Grupo Multilaser S.A. is considered to be one of the most diversified consumer goods companies in Brazil due to the breadth of its portfolio, which is subdivided into three (3) major segments, with 19 business units and a wide national distribution capacity. The Company operates directly in the development, manufacturing, distribution, sale, and after-sales of a wide range of products in areas such as screens, PCs and tablets, telephony, computer accessories, gamer products, audio and accessories, drones, backpacks and cases, media and memories, home appliances, beauty and personal care, electric mobility, health, fitness, toys, childcare, and telecommunication providers and equipment, among other products.

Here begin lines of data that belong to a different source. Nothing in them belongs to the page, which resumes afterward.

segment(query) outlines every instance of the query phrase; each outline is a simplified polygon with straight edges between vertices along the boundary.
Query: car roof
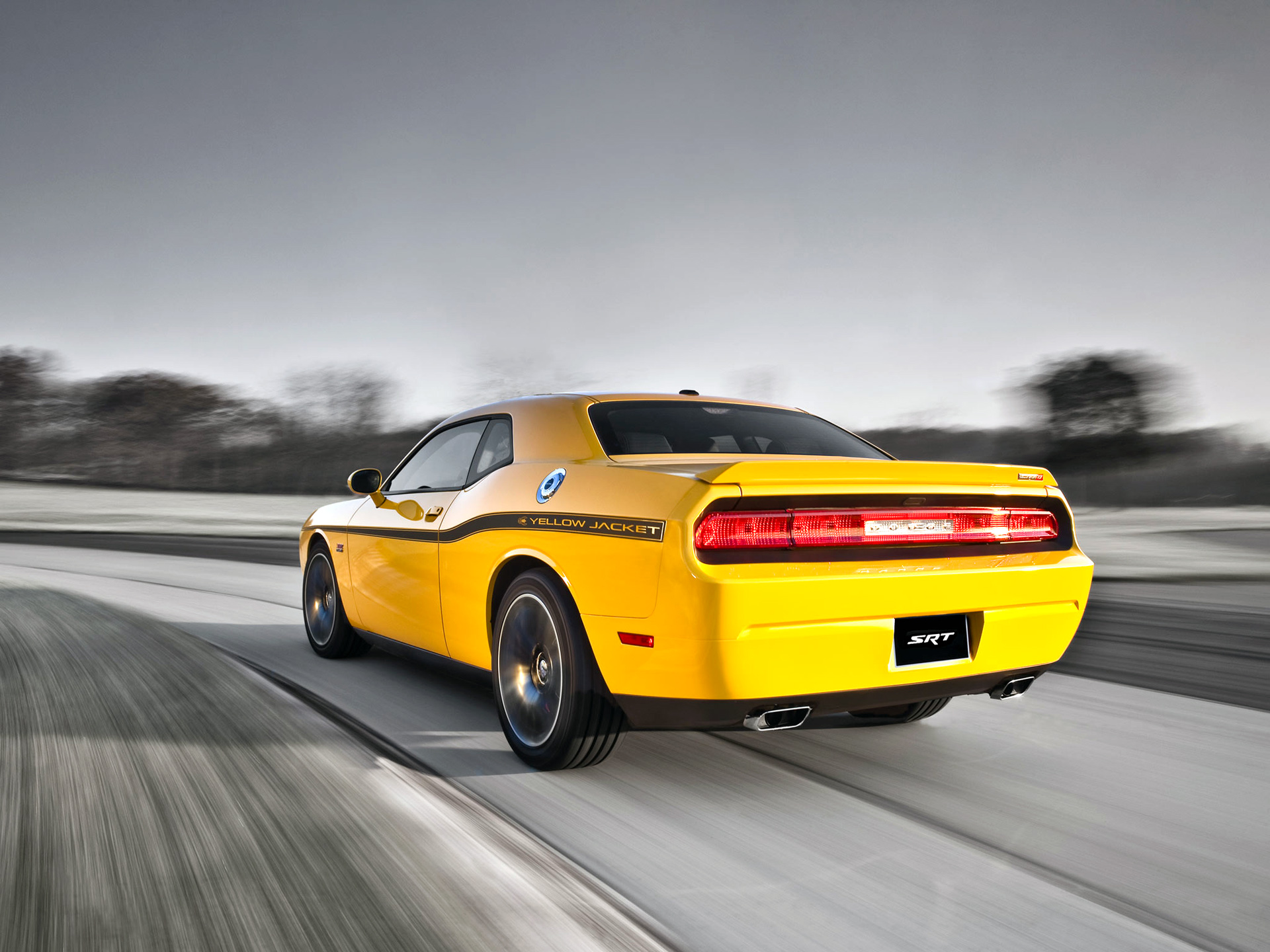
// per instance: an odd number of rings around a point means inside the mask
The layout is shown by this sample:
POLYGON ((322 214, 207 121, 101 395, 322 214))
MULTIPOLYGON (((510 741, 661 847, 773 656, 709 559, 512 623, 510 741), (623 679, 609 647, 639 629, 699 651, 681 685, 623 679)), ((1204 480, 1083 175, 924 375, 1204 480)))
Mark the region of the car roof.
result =
POLYGON ((771 406, 779 410, 801 413, 798 407, 767 404, 761 400, 705 395, 693 396, 690 393, 537 393, 533 396, 499 400, 453 414, 438 423, 429 430, 428 435, 464 420, 505 414, 513 420, 513 440, 518 462, 531 459, 607 459, 608 457, 605 454, 603 448, 599 446, 599 439, 591 426, 591 420, 587 419, 587 407, 593 404, 627 400, 707 401, 747 406, 771 406))

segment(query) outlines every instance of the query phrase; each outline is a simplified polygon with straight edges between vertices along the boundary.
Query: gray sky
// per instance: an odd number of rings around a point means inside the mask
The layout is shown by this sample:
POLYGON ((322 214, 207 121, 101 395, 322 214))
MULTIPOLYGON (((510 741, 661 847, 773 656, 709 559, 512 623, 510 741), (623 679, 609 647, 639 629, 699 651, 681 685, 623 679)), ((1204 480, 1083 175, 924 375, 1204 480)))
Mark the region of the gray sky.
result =
POLYGON ((14 0, 0 344, 860 428, 1134 348, 1265 432, 1267 173, 1260 1, 14 0))

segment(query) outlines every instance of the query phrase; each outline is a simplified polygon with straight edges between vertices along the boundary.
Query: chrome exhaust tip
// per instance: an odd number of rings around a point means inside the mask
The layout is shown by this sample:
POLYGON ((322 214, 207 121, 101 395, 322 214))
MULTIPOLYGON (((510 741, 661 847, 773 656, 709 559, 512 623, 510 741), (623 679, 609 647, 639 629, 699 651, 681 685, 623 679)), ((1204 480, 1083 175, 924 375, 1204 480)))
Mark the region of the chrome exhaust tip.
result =
POLYGON ((744 724, 752 731, 787 731, 803 724, 810 713, 810 707, 776 707, 749 715, 744 724))
POLYGON ((1010 680, 1002 682, 992 691, 989 691, 988 697, 993 697, 997 701, 1005 701, 1006 698, 1010 697, 1019 697, 1025 691, 1027 691, 1027 688, 1030 688, 1035 680, 1036 680, 1035 674, 1029 674, 1025 678, 1011 678, 1010 680))

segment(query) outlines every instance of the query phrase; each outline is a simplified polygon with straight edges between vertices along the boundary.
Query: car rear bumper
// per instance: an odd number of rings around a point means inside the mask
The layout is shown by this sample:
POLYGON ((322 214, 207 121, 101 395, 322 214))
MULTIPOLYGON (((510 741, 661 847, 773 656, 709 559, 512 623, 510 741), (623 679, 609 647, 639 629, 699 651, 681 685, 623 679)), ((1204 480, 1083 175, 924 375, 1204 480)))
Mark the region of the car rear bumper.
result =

Currently, its product portfolio consists of more than 3,000 stock keeping units (“SKUs”), offered under 7 proprietary brands and 11 international partner brands , distributed to more than 10,000 retail clients and reaching approximately more than 30,000 points of sale throughout the national territory. Products are sold at active trade marketing points of sale, major marketplaces—such as Mercado Livre, Amazon, Magazine Luiza, and Shopee—and through its own virtual stores (e-commerce) across various product categories.

The Company is organized into business units with their own specialized and dedicated structures in marketing, engineering, product development, design, and sales support, enabling focused management across the Company’s various lines of operation. The business model is based on the commercialization of consolidated proprietary brands (such as Multi, Multi Saúde, Multikids, Warrior, Pulse, Litet, and Watts) and establishing strategic partnerships with global brands (such as ZTE, Toshiba, DJI, Targus, Fisher-Price, Chicco, Oppo, Hisense, Royal Enfield, Sennheiser, and Cuisinart) .

These alliances allow the Company to operate in higher social demographics than those it already serves with its proprietary brands, positioning itself in specialized niches (such as internet service providers and home centers) where the partner brands are already widely consolidated. This business model is structured for mutual benefit, where partners leverage the Company’s commercial, industrial, and logistics structure, and the Company monetizes the sales and/or production of these products.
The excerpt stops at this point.